Thursday, 12th May, 1910


   We have received a copy of the Paris athletic journal, "The Auto," which contains a lengthy report descriptive of the Swindon v. Barnsley game last week, and some decidedly crude caricatures of the various players. Fleming is very conspicuous as "Captain of the Barnsley team," whilst Lamb, Jefferson, Silto and Bannister also figure very prominently among the "portraits." Below we give a few extracts from the paper dealing with the game:-
   The five thousand spectators who, in spite of the rain, witnessed the Swindon-Barnsley match were able to say that they had seen a really good game of Association football. For an hour and a half it was a typical representation of the English national game. It was not an exhibition of football; it was a well-fought game. If it was possible to describe such an encounter, we should do it, because it was an admirable education for our players, who have seen how far one is able to go in the art of playing football. It gave great satisfaction to the French amateurs; I do not wish to deceive them, but next year they will see a similar match.

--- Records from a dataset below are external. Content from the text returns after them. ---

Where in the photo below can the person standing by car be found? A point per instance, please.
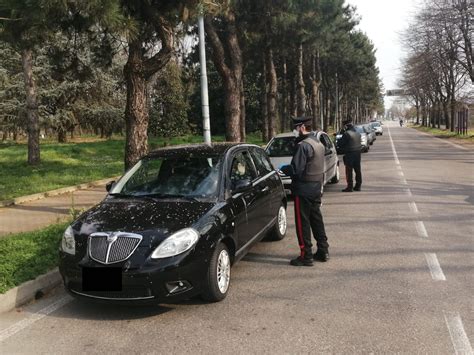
(307, 173)
(350, 145)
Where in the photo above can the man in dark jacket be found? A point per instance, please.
(351, 147)
(307, 175)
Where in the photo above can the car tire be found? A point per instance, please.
(218, 275)
(336, 177)
(278, 231)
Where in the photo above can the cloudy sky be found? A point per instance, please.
(383, 21)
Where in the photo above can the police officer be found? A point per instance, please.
(306, 171)
(351, 147)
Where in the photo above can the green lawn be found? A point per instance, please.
(71, 163)
(446, 134)
(28, 255)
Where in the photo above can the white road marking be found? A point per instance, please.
(19, 326)
(421, 230)
(413, 207)
(458, 335)
(435, 268)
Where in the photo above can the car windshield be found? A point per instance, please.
(359, 129)
(281, 147)
(185, 176)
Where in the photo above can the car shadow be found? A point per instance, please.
(87, 310)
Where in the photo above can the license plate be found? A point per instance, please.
(101, 279)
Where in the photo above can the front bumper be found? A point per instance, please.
(153, 282)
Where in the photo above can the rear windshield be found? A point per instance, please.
(281, 147)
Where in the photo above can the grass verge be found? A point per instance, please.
(446, 134)
(71, 164)
(25, 256)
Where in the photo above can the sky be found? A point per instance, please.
(383, 21)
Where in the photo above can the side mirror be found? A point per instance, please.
(109, 185)
(241, 185)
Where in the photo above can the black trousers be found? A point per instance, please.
(352, 162)
(308, 218)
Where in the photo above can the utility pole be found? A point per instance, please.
(204, 90)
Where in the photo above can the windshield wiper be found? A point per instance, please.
(184, 197)
(119, 194)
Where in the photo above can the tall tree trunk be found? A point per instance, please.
(264, 126)
(453, 113)
(227, 46)
(138, 71)
(31, 107)
(315, 82)
(294, 98)
(62, 137)
(285, 99)
(136, 109)
(301, 95)
(446, 113)
(243, 133)
(272, 92)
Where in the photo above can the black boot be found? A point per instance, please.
(300, 261)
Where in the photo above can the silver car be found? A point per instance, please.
(377, 126)
(280, 149)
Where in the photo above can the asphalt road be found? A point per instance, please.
(400, 278)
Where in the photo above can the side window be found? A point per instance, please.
(242, 168)
(261, 162)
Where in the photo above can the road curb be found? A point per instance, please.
(27, 291)
(63, 190)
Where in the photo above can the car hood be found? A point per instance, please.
(152, 219)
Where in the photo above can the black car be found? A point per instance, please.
(174, 224)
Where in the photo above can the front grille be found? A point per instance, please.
(109, 248)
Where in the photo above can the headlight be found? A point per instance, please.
(176, 244)
(68, 243)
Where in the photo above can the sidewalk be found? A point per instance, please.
(41, 213)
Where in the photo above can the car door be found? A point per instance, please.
(244, 203)
(267, 183)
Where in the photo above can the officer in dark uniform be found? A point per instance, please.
(351, 146)
(306, 171)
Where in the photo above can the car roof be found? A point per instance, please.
(290, 134)
(218, 148)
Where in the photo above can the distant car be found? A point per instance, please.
(377, 126)
(371, 136)
(173, 225)
(280, 149)
(365, 146)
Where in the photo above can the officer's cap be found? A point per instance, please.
(301, 120)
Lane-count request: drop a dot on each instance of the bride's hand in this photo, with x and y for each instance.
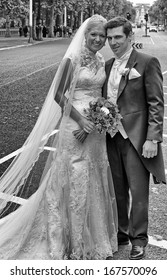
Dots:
(86, 125)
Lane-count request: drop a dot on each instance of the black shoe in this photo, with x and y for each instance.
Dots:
(123, 242)
(137, 252)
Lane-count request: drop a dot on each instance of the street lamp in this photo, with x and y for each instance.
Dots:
(30, 40)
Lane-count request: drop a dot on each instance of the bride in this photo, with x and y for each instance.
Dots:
(72, 214)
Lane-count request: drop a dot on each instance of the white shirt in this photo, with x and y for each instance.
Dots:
(114, 81)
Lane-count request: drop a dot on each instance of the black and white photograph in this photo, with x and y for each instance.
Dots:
(83, 139)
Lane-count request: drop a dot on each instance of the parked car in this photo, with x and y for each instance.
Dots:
(153, 29)
(161, 28)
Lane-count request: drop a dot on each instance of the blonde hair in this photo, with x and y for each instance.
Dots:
(94, 21)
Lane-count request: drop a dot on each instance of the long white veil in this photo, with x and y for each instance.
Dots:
(17, 178)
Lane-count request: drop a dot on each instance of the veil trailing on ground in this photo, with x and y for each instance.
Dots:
(13, 182)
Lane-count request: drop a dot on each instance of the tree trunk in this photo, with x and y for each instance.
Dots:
(51, 26)
(7, 33)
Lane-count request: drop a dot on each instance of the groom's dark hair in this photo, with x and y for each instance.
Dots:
(120, 21)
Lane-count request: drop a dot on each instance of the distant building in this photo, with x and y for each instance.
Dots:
(141, 10)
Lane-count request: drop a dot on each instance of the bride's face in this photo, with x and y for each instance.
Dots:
(95, 38)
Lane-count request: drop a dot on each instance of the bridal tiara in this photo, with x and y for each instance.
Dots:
(97, 18)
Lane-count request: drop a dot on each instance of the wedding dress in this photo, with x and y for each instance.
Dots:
(73, 213)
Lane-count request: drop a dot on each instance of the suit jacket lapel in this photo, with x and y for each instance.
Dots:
(130, 64)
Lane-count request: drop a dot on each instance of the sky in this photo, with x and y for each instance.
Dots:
(142, 1)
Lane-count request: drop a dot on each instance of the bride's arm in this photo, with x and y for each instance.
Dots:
(60, 98)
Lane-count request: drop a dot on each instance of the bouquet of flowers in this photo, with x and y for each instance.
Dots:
(105, 116)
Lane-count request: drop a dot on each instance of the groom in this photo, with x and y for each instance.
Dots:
(134, 83)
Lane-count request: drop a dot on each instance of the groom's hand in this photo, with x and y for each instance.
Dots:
(150, 149)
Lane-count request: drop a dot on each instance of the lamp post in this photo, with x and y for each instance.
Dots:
(30, 40)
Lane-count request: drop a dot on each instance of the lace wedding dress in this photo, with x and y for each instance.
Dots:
(73, 213)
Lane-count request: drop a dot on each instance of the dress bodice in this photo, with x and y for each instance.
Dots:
(90, 79)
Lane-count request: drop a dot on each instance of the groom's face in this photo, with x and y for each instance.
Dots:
(118, 41)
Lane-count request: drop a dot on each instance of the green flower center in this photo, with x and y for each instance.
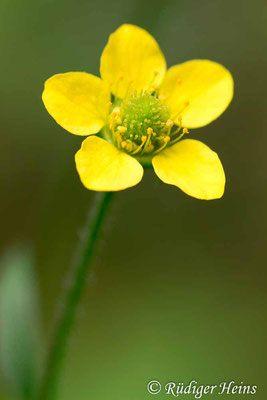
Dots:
(141, 124)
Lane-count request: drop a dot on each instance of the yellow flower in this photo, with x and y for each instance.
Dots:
(141, 111)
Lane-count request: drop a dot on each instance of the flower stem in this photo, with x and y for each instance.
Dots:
(72, 297)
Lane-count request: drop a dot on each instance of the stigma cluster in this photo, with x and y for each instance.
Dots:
(141, 124)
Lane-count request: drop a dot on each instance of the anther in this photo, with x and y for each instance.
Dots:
(116, 111)
(121, 129)
(169, 123)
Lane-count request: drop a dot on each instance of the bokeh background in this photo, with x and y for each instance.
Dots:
(179, 285)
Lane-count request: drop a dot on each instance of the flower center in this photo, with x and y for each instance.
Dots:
(141, 124)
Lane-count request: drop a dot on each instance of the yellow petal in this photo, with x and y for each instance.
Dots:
(77, 101)
(197, 90)
(103, 167)
(132, 60)
(193, 167)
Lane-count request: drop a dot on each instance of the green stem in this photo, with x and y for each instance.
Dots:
(72, 297)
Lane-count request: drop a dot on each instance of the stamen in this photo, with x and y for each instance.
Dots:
(121, 129)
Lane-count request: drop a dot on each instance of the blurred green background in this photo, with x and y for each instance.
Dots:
(179, 286)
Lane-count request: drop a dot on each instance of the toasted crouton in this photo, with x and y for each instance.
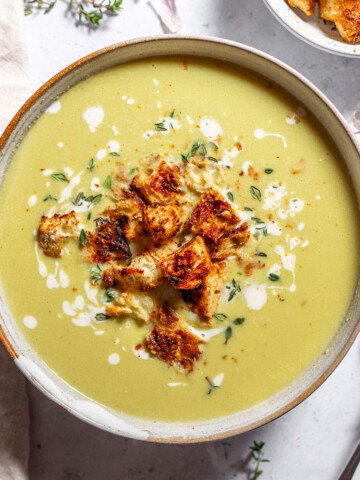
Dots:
(202, 174)
(346, 15)
(159, 182)
(144, 274)
(135, 305)
(164, 316)
(171, 341)
(108, 243)
(307, 6)
(188, 265)
(231, 243)
(163, 221)
(212, 217)
(129, 211)
(204, 299)
(53, 231)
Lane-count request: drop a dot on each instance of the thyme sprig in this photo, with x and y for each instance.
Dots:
(257, 454)
(89, 12)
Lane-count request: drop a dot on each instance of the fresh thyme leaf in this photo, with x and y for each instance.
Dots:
(94, 199)
(228, 334)
(257, 454)
(230, 196)
(239, 320)
(110, 295)
(96, 274)
(61, 177)
(83, 237)
(214, 146)
(49, 197)
(273, 277)
(107, 183)
(80, 197)
(160, 127)
(91, 165)
(211, 384)
(255, 192)
(100, 317)
(257, 220)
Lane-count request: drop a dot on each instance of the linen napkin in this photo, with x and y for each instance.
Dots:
(14, 89)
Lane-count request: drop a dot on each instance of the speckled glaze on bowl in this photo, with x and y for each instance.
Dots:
(313, 30)
(57, 389)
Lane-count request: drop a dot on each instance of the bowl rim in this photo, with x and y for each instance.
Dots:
(342, 49)
(207, 39)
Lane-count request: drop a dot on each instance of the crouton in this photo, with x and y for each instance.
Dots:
(159, 182)
(171, 341)
(346, 15)
(307, 6)
(163, 221)
(135, 305)
(212, 217)
(204, 299)
(144, 274)
(164, 316)
(129, 211)
(108, 243)
(53, 231)
(188, 265)
(231, 243)
(202, 174)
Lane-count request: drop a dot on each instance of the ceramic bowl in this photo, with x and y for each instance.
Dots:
(57, 389)
(312, 30)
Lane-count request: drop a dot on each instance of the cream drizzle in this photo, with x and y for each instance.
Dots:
(259, 133)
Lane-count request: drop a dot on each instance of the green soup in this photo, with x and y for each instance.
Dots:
(285, 177)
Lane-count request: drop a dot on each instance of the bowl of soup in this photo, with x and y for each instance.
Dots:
(178, 238)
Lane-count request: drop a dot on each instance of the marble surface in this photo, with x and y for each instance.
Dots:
(313, 441)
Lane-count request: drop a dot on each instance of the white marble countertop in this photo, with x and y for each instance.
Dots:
(312, 442)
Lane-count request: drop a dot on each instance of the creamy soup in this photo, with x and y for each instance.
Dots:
(282, 295)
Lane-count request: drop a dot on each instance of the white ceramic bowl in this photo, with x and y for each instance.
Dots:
(312, 30)
(57, 389)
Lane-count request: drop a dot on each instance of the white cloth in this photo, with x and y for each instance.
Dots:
(14, 81)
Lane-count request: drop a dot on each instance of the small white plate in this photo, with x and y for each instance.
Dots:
(312, 30)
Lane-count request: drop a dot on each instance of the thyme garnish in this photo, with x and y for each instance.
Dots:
(86, 11)
(110, 295)
(255, 192)
(212, 386)
(83, 237)
(61, 177)
(107, 183)
(228, 334)
(49, 197)
(96, 274)
(273, 277)
(230, 196)
(257, 454)
(91, 165)
(235, 289)
(100, 317)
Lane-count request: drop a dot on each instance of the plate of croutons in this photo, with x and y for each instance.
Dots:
(332, 25)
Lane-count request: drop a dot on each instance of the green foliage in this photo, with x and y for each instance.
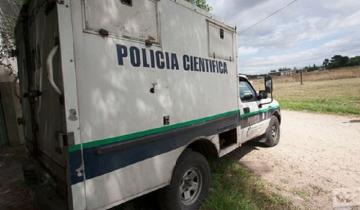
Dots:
(8, 16)
(340, 105)
(338, 61)
(202, 4)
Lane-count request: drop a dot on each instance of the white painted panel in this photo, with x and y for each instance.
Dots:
(116, 187)
(137, 20)
(220, 47)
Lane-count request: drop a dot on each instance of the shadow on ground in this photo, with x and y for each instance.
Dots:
(151, 201)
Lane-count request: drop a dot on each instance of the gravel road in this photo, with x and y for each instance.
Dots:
(317, 154)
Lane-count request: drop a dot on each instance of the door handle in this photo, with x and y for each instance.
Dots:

   Special thanks are due to Monsieur Dubonnet, the generous French sportsman who, in endowing our annual match with a beautiful specimen of art, aroused the teams concerned to play a hard game instead of simply giving an exhibition.
   Mr Allen, the Swindon secretary, did not hide from me, after the match, the pleasure it gave him to take this magnificent Cup back to Swindon. Boyle, the efficient Barnsley captain, could not conceal his disappointment of not winning the Cup. "Allow us to play the return match next year," said he to me. Fear not brave Tommy, the applause of the public will console you.
   We saw yesterday one of the best, if not the best, forwards in England, Fleming, "the red Devil," who was astounding. His play excited the enthusiasm of the crowd. His first goal was a marvellous one.
   After Fleming, the best man was Kay, the right back. His play was remarkable.
   Walker the left-back was brilliant at times.
   Bannister, the captain of the Reds, had to mark Tufnell, a record goal-scorer. He did so in a masterly way.
   Silto and Tout displayed almost impossible skill.
   Skiller in goal was remarkable. He saved a penalty, which is evidently a testimonial of his skill.
   In the attack, Lamb and Jefferson, the extreme wingers, centred with great precision, and Fleming is their debtor for part of his great success.
   Bown and Barkinshaw did good work.